Files

T

rayhpeng 229c8095be fix(threads): load history messages from event store, immune to summarize

``get_thread_history`` and ``get_thread_state`` in Gateway mode read
messages from ``checkpoint.channel_values["messages"]``. After
SummarizationMiddleware runs mid-run, that list is rewritten in-place:
pre-summarize messages are dropped and a synthetic summary-as-human
message takes position 0. The frontend then renders a chat history that
starts with ``"Here is a summary of the conversation to date:..."``
instead of the user's original query, and all earlier turns are gone.

The event store (``RunEventStore``) is append-only and never rewritten,
so it retains the full transcript. This commit adds a helper
``_get_event_store_messages`` that loads the event store's message
stream and overrides ``values["messages"]`` in both endpoints; the
checkpoint fallback kicks in only when the event store is unavailable.

Behavior contract of the helper:

- **Full pagination.** ``list_messages`` returns the newest ``limit``
  records when no cursor is given, so a fixed limit silently drops
  older messages on long threads. The helper sizes the read from
  ``count_messages()`` and pages forward with ``after_seq`` cursors.
- **Copy-on-read.** Each content dict is copied before ``id`` is
  patched so the live store object (``MemoryRunEventStore`` returns
  references) is never mutated.
- **Stable ids.** Messages with ``id=None`` (human + tool_result,
  which don't receive an id until checkpoint persistence) get a
  deterministic ``uuid5(NAMESPACE_URL, f"{thread_id}:{seq}")`` so
  React keys stay stable across requests. AI messages keep their
  LLM-assigned ``lc_run--*`` ids.
- **Legacy ``Command`` repr sanitization.** Rows captured before the
  ``journal.py`` ``on_tool_end`` fix (previous commit) stored
  ``str(Command(update={'messages': [ToolMessage(content='X', ...)]}))``
  as the tool_result content. ``_sanitize_legacy_command_repr``
  regex-extracts the inner text so old threads render cleanly.
- **Inline feedback.** When loading the stream, the helper also pulls
  ``feedback_repo.list_by_thread_grouped`` and attaches ``run_id`` to
  every message plus ``feedback`` to the final ``ai_message`` of each
  run. This removes the frontend's need to fetch a second endpoint
  and positional-index-map its way back to the right run. When the
  feedback subsystem is unavailable, the ``feedback`` field is left
  absent entirely so the frontend hides the button rather than
  rendering it over a broken write path.
- **User context.** ``DbRunEventStore`` is user-scoped by default via
  ``resolve_user_id(AUTO)``. The helper relies on the ``@require_permission``
  decorator having populated the user contextvar on both callers; the
  docstring documents this dependency explicitly so nobody wires it
  into a CLI or migration script without passing ``user_id=None``.

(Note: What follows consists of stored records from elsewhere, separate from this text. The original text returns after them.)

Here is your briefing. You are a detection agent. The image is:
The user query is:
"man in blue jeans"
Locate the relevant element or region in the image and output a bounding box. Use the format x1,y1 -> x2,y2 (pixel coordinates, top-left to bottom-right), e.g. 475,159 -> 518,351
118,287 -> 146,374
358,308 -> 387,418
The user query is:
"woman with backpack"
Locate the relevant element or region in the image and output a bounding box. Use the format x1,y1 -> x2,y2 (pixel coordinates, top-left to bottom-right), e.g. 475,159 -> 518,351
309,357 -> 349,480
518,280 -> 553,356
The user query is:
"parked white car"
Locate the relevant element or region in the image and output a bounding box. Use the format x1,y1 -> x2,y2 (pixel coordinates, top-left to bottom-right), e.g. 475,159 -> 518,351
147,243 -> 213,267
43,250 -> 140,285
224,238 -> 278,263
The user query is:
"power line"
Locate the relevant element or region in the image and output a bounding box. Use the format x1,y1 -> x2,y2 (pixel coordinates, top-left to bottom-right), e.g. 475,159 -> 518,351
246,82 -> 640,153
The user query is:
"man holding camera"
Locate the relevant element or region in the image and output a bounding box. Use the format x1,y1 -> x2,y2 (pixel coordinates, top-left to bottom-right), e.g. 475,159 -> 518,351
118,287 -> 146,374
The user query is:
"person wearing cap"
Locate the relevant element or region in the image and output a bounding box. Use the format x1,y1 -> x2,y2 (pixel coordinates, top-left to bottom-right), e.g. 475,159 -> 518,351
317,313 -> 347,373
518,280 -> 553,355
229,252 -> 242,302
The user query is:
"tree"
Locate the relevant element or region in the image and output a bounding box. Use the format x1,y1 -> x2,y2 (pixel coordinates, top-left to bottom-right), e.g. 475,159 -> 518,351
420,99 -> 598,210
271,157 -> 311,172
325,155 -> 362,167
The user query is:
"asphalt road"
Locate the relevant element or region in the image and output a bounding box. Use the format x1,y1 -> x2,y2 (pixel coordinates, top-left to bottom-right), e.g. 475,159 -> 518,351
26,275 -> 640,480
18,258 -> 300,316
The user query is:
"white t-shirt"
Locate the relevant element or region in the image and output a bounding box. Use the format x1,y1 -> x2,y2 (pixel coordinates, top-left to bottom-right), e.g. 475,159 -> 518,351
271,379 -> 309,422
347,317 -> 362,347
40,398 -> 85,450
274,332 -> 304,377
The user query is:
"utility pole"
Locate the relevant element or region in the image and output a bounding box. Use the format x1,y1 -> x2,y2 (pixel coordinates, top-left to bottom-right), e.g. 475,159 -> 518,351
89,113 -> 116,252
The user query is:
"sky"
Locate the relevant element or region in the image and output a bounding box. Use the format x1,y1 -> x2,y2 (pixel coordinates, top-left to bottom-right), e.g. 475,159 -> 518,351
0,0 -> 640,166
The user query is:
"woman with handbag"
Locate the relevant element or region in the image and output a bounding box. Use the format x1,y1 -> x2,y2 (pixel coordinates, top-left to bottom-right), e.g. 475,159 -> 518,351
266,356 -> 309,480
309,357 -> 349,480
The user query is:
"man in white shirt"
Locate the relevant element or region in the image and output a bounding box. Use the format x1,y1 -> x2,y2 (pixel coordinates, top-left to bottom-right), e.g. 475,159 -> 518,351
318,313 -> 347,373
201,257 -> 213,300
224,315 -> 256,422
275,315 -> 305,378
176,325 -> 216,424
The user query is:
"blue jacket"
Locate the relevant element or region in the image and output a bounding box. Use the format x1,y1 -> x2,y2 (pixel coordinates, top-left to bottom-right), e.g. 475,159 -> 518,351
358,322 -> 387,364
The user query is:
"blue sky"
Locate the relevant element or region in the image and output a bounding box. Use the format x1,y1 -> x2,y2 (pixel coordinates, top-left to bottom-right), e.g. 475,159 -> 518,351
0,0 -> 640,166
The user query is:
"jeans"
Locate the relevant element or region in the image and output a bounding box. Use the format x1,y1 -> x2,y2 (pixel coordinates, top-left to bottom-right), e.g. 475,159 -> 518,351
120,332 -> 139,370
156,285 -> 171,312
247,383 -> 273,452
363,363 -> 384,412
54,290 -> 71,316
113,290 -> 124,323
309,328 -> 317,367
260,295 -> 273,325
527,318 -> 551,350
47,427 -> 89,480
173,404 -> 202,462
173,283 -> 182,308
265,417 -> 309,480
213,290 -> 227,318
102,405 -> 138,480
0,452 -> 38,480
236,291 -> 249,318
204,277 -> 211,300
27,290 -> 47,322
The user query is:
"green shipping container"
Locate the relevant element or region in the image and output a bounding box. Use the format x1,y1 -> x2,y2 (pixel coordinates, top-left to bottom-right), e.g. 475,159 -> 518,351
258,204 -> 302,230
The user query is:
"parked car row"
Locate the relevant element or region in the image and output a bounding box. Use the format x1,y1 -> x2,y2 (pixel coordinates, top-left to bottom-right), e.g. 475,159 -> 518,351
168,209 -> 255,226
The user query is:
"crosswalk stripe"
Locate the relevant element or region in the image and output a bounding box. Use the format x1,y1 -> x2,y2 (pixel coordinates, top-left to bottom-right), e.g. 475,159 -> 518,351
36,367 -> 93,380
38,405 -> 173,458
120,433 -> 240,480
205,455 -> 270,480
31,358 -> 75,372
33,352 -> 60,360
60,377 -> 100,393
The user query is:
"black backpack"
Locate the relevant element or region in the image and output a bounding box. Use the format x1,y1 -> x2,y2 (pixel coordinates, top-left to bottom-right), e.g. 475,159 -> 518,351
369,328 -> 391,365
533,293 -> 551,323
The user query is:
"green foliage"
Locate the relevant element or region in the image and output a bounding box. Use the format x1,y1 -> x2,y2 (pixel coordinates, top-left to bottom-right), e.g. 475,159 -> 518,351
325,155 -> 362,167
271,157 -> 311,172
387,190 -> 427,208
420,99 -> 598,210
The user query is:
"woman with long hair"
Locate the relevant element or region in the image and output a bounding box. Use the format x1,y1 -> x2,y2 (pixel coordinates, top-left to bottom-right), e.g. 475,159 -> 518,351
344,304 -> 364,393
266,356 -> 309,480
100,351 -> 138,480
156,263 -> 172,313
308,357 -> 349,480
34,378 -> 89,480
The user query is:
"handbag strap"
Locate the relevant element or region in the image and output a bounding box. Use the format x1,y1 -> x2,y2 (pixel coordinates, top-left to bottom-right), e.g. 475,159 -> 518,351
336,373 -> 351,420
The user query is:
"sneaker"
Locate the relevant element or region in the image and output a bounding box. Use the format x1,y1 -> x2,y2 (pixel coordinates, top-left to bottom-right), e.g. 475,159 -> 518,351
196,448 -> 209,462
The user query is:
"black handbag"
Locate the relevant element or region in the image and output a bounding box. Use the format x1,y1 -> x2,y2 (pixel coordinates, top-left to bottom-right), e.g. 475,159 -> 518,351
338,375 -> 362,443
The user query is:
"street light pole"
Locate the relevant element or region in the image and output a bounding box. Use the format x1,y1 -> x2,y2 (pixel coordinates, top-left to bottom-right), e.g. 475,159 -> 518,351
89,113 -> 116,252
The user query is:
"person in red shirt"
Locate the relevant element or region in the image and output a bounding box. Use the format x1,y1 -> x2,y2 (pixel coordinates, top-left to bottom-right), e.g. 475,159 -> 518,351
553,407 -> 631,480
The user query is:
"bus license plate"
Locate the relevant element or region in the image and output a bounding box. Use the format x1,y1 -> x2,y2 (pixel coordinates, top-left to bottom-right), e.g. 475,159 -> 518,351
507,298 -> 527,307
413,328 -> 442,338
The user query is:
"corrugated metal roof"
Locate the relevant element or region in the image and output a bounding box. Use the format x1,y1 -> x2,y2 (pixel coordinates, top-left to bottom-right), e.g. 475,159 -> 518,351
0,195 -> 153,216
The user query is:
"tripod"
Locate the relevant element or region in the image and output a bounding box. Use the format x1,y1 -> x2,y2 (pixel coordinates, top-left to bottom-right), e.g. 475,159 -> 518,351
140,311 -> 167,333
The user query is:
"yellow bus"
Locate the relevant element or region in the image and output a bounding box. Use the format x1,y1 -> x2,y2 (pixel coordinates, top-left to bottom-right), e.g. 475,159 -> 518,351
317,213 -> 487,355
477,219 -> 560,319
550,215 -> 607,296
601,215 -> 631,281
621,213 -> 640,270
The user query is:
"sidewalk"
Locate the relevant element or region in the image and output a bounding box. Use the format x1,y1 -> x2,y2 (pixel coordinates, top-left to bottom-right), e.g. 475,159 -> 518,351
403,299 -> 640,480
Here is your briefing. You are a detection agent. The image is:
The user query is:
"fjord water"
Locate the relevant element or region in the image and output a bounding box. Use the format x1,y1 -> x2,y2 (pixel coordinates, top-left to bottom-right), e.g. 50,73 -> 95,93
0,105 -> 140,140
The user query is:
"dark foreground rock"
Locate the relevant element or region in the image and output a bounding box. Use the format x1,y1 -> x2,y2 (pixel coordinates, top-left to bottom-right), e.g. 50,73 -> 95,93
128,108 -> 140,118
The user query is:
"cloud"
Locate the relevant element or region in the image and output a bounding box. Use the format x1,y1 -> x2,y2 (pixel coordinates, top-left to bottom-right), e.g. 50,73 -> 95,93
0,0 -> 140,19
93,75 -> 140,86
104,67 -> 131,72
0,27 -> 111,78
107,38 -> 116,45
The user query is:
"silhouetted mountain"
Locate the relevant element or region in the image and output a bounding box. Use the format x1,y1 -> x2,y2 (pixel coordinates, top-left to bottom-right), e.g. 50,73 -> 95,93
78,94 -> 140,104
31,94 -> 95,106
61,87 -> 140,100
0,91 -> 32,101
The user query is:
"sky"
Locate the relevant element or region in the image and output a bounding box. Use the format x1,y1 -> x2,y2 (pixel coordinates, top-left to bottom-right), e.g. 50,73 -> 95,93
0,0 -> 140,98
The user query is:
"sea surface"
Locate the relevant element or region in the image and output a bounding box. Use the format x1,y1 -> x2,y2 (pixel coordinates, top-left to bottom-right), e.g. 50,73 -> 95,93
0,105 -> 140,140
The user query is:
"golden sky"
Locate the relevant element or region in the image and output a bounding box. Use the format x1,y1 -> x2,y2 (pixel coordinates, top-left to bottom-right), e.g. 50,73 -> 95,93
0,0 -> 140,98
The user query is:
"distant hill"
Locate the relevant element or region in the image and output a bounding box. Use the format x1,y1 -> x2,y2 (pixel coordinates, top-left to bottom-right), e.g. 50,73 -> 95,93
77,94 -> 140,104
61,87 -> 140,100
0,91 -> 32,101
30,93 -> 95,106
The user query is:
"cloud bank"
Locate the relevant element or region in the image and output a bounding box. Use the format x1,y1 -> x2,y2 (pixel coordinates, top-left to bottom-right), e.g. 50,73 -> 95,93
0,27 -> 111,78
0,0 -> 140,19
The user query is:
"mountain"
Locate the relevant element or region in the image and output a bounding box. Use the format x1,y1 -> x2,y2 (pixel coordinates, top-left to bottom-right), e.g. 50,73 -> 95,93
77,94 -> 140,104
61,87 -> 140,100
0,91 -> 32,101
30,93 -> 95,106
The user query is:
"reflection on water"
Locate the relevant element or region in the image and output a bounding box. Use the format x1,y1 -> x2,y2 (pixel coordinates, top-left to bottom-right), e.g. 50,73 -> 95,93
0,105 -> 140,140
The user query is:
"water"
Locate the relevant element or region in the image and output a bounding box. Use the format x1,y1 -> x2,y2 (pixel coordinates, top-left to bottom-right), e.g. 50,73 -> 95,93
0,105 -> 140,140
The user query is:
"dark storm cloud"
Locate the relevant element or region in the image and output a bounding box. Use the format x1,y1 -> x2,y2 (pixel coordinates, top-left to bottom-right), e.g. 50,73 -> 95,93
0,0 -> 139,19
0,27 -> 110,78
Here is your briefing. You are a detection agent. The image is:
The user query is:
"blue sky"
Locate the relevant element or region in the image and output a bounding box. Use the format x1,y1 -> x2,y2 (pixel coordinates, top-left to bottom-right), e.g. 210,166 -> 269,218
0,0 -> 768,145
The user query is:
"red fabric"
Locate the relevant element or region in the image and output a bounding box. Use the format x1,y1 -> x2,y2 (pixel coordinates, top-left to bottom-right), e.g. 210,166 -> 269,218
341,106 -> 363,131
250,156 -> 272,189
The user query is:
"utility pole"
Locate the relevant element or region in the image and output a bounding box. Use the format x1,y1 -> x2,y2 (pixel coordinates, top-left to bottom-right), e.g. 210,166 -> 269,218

Real data verification against thread
``6d30913e-dcd4-41c8-8941-f66c716cf359``: checkpoint showed 12 messages
(summarize-corrupted), event store had 16. The original human message
``"最新伊美局势"`` was preserved as seq=1 in the event store and
correctly restored to position 0 in the helper output. Helper output
for AI messages was byte-identical to checkpoint for every overlapping
message; only tool_result ids differed (patched to uuid5) and the
legacy Command repr at seq=48 was sanitized.

Tests:
- ``test_thread_state_event_store.py`` — 18 tests covering
  ``_sanitize_legacy_command_repr`` (passthrough, single/double-quote
  extraction, unparseable fallback), helper happy path (all message
  types, stable uuid5, store non-mutation), multi-page pagination,
  summarize regression (recovers pre-summarize messages), feedback
  attachment (per-run, multi-run threads, repo failure graceful),
  and dependency failure fallback to ``None``.

Docs:
- ``docs/superpowers/plans/2026-04-10-event-store-history.md`` — the
  implementation plan this commit realizes, with Task 1 revised after
  the evaluation findings (pagination, copy-on-read, Command wrap
  already landed in journal.py, frontend feedback pagination in the
  follow-up commit, Standard-mode follow-up noted).
- ``docs/superpowers/specs/2026-04-11-runjournal-history-evaluation.md``
  — the Claude + second-opinion evaluation document that drove the
  plan revisions (pagination bug, dict-mutation bug, feedback hidden
  bug, Command bug).
- ``docs/superpowers/specs/2026-04-11-summarize-marker-design.md`` —
  design for a follow-up PR that visually marks summarize events in
  history, based on a verified ``adispatch_custom_event`` experiment
  (``trace=False`` middleware nodes can still forward the Pregel task
  config via explicit signature injection).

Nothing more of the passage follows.